4. Reinventing work: Skills, teaming and new ways of thinking
Jamie Sermon gave me one of the clearest blueprints I heard all year for how work actually gets reinvented. It’s one person, one team and one risk at a time.
- As leaders, he said, we have to “create a safe space for our teams,” and we do that by making sure people aren’t alone when they hit something they’ve never seen before.
- He also reframed experimentation in a way that actually works inside big organizations: you can’t ask people to take risks if they think they’ll get punished for it.
- His mindset was simple: “We took the risk, so we’re going to make mistakes… what can we learn from this?” And then you move forward together.
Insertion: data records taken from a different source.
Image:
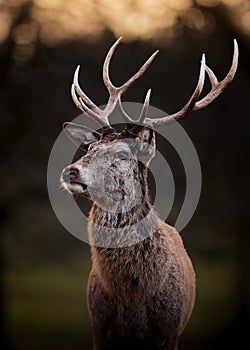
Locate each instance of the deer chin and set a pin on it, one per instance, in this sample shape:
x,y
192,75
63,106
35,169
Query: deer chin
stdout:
x,y
75,187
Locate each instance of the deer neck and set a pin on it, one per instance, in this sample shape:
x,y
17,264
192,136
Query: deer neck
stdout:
x,y
111,228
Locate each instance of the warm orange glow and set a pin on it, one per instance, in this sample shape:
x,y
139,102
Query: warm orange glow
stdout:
x,y
208,3
53,21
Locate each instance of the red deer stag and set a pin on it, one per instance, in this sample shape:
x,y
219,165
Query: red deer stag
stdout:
x,y
141,288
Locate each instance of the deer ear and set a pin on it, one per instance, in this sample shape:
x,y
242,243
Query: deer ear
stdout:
x,y
80,135
146,137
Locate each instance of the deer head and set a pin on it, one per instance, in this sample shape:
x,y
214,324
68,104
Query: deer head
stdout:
x,y
113,171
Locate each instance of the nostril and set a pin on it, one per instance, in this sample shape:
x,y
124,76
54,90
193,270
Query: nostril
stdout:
x,y
73,173
70,174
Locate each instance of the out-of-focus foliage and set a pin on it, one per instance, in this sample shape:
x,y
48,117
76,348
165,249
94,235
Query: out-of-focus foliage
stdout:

And his colleague Sean Jantzen brought the operational lens of reinvention, a.k.a. how teams shift from big-bang perfection to incremental learning. He talked about moving away from “polishing that apple until there’s immediate perfection,” and leaning into “smaller batch size deployments” where “the blast radius is smaller.”
That changes how teams work together in very real ways.
5. Technology as possibility
What struck me this year is how small the gap has become between what’s possible and what’s real.
Back in her Microsoft days, Noelle Russell felt like she was “selling vegetables to kids,” but now, rolling out tools can be done in days; the real constraint is imagination and clarity of vision. “It’s going to be the great equalizer. You do not have to be technical,” she told me. “It makes the ideation your superpower, not necessarily the model that anyone can go use.”
Deanna Steele, CIO at Allied Universal, reinforced that what makes possibility real is the discipline of stepping back and asking if you’re still aligned. She said, “sometimes it's important to take a step back and say, okay, am I still being true to what I intended to do?” And she named something I think a lot of leaders forget in fast-moving moments: “there is no magic book of best practices… there’s no book… we make them up as we go along.”
Kainoa Horcajo, cultural consultant and storyteller, took this one step further by reminding me that possibility without meaning is just noise.
“You can circle words like you're doing a wine tasting… integrity, accountability, empathy, but without the story, that’s what adds the flavor.”
And he said something I keep coming back to in this AI moment: sometimes, just because we can do something doesn’t mean we should.
The technology exists, and it can be our superpower. The question is whether we can imagine clearly enough to use it well.
Catalyst returns in 2026
After spending a year inside these conversations, I’m very aware that we have so much more to talk about. Catalyst will still be talking all things AI, innovation and humanity in 2026, because we are still in the messy middle of the AI transformation, and this technology is moving faster than we can fully grasp. Until then, be bold, take risks and shine bright.